А через несколько минут стало совсем худо. Толпа росла, перед двумя залитыми своей и чужой кровью бойцами стояло уже человек тридцать, и были это не простые уличные пьянь-гопники, а матерые, искушенные в разборках бандиты, большей частью – бывшие спортсмены. В девяностые именно они составляли костяк преступных группировок, и те, кто дожил до двухтысячных, могли называться крысами-убийцами – самыми сильными, самыми злобными, самыми живучими тварями. Зимин не знал, легенда это или нет, но в старину, когда людям нужно было искоренить крыс – на корабле или в жилом доме, – они изготавливали крысу-убийцу. В ящик или бочку сажали десятка два живых крыс и оставляли их там без еды и воды на несколько дней. Обезумевшие крысы начинали жрать друг друга, и в конце концов оставался один – самый сильный, самый злобный крыс. И тогда его выпускали на волю.
Крысы или уходили, или погибали, убитые этой тварью-каннибалом.
Так и люди – те, кто выжил после бандитских разборок и милицейских чисток, были тварями похуже крыс. Крысы не убивают для развлечения, не пытают ради того, чтобы получить удовольствие, а вот люди…
Зимин уже не думал о том, чтобы оставлять кого-то в живых. Он бил насмерть, каждым ударом, каждым захватом уничтожая одну из тварей, мечтающих добраться до его шеи. И только одна мысль металась в голове, будто пойманная птичка: «Какого черта они это не останавливают?!»

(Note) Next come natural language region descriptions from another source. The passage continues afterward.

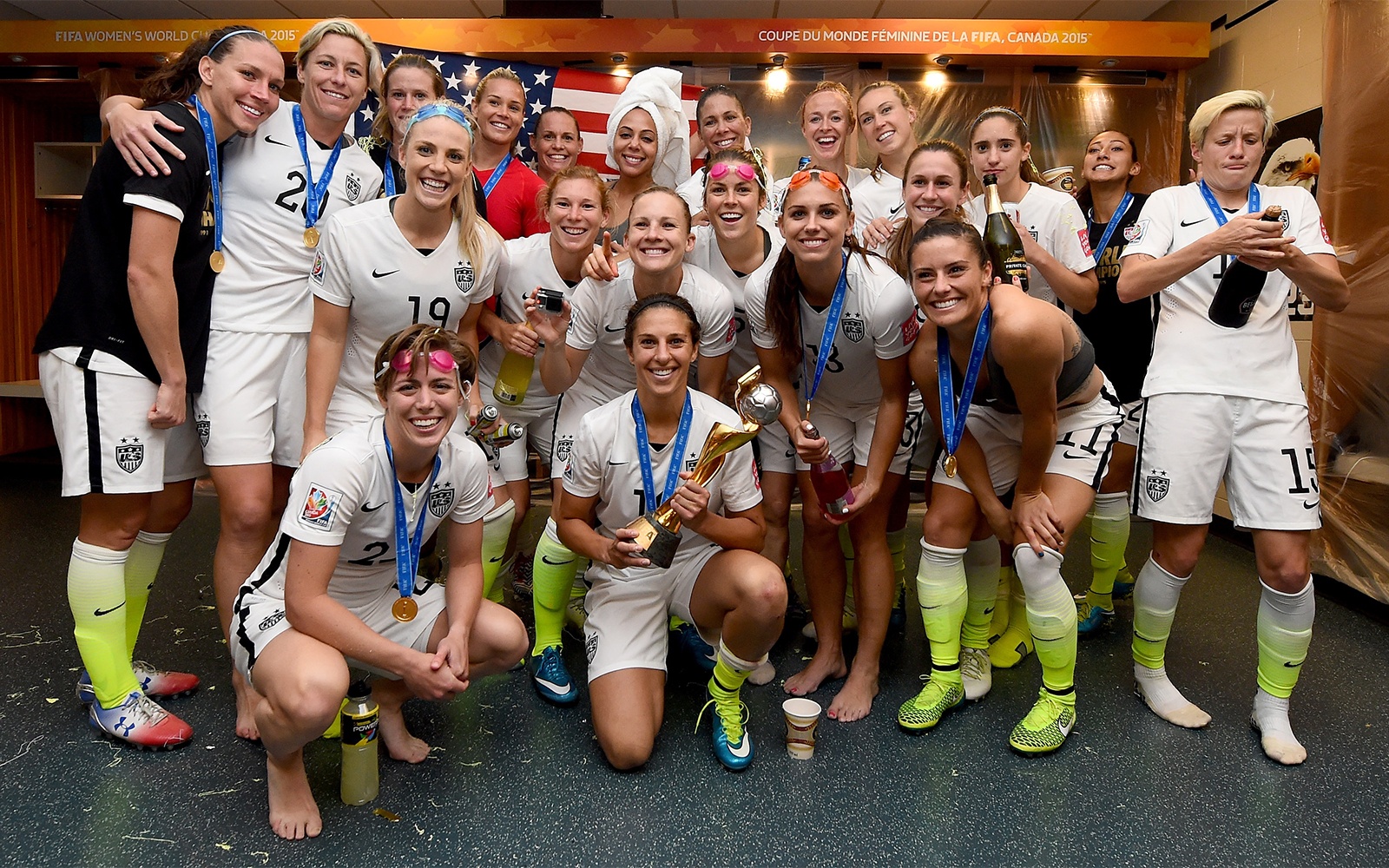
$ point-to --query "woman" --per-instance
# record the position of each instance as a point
(648, 142)
(1228, 404)
(1062, 271)
(557, 142)
(576, 205)
(844, 321)
(1034, 417)
(281, 189)
(120, 353)
(324, 596)
(588, 363)
(507, 184)
(719, 582)
(1122, 338)
(886, 118)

«Они» – понятное дело, это были те, кто сейчас стоял за стенами сооруженного для пленных загона-кораля, улыбаясь, смотрели на толпу дерущихся чужеземцев и скалили зубы, делая ставки – как скоро этих двух белокожих наконец-то добьет толпа обезумевших соотечественников. Нет ничего приятнее для глаза, чем драка, в которой участвуешь не ты! Нет ничего слаще запаха чужой крови, пролитой на арене ради того, чтобы ты выиграл пару-другую монет! Ведь в жизни так мало развлечений…
Закончилось все так же быстро и неожиданно, как и началось, – в кораль посыпались десятки охранников, одетых в легкие кольчуги, державших в руках метровые дубинки твердого дерева, окованные металлическими кольцами. Толпа нападавших частично рассеялась, частично осталась на месте, выбросив из своего нутра десятка полтора стонущих и безмолвных фигур, оставшихся лежать рядом с теми, кого уложили Зимин и Слюсарь. Теперь можно было перевести дух.

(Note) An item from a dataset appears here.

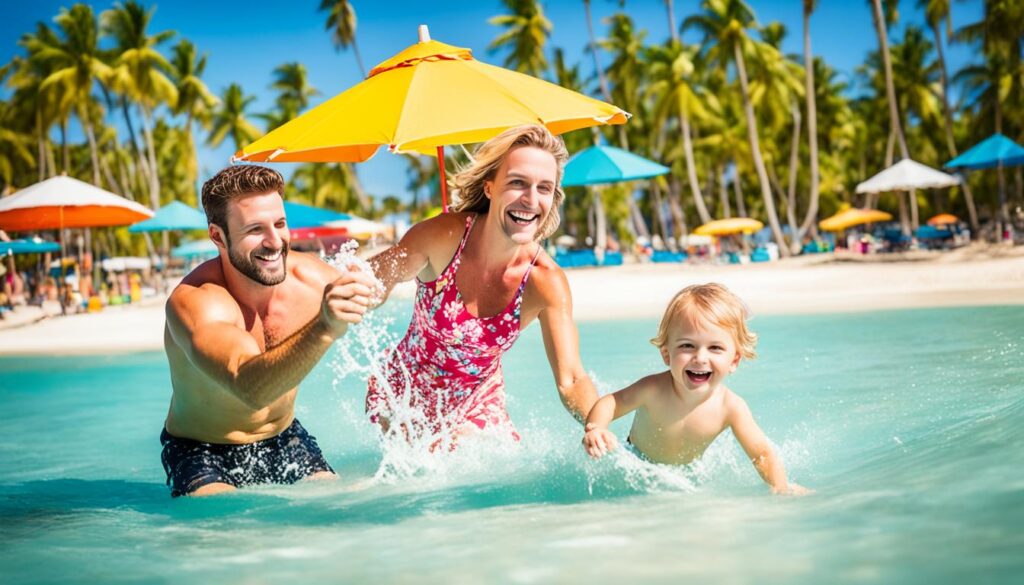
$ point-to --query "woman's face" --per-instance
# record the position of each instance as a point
(522, 192)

Оба сокамерника опустились на траву рядом с деревом, прислонились к нему спиной и замерли, утихомиривая тяжелое дыхание. Зимин успокоился довольно быстро, полковник же, отвыкший от физических упражнений, с минуту еще ловил воздух широко раскрытым ртом и хрипел, не в силах сказать ни слова. Потом все-таки собрался и выдавил из себя, натужно улыбаясь, как вежливый зритель на концерте Петросяна:
– Ну, ты и силен! Ты же десяток уложил, не меньше! И похоже, что наповал! Говоришь – в штабе служил?! Ох, сцука, и болтун! Хе-хе-хе…
Зимин ничего не ответил. Он устал. Нет, не от того, что только что убил десяток врагов голыми руками. По большому счету это было его работой, вернее – некой особенностью основной работы, но… после той бойни, что он учинил в банке, Зимин будто исчерпал запас прочности, и то, что когда-то он делал бесстрастно, осознавая необходимость, следуя чувству долга, теперь вызывало отвращение и печаль. Даже если убивал закоренелых преступников, бандитов, каждый из которых унес жизни нескольких человек.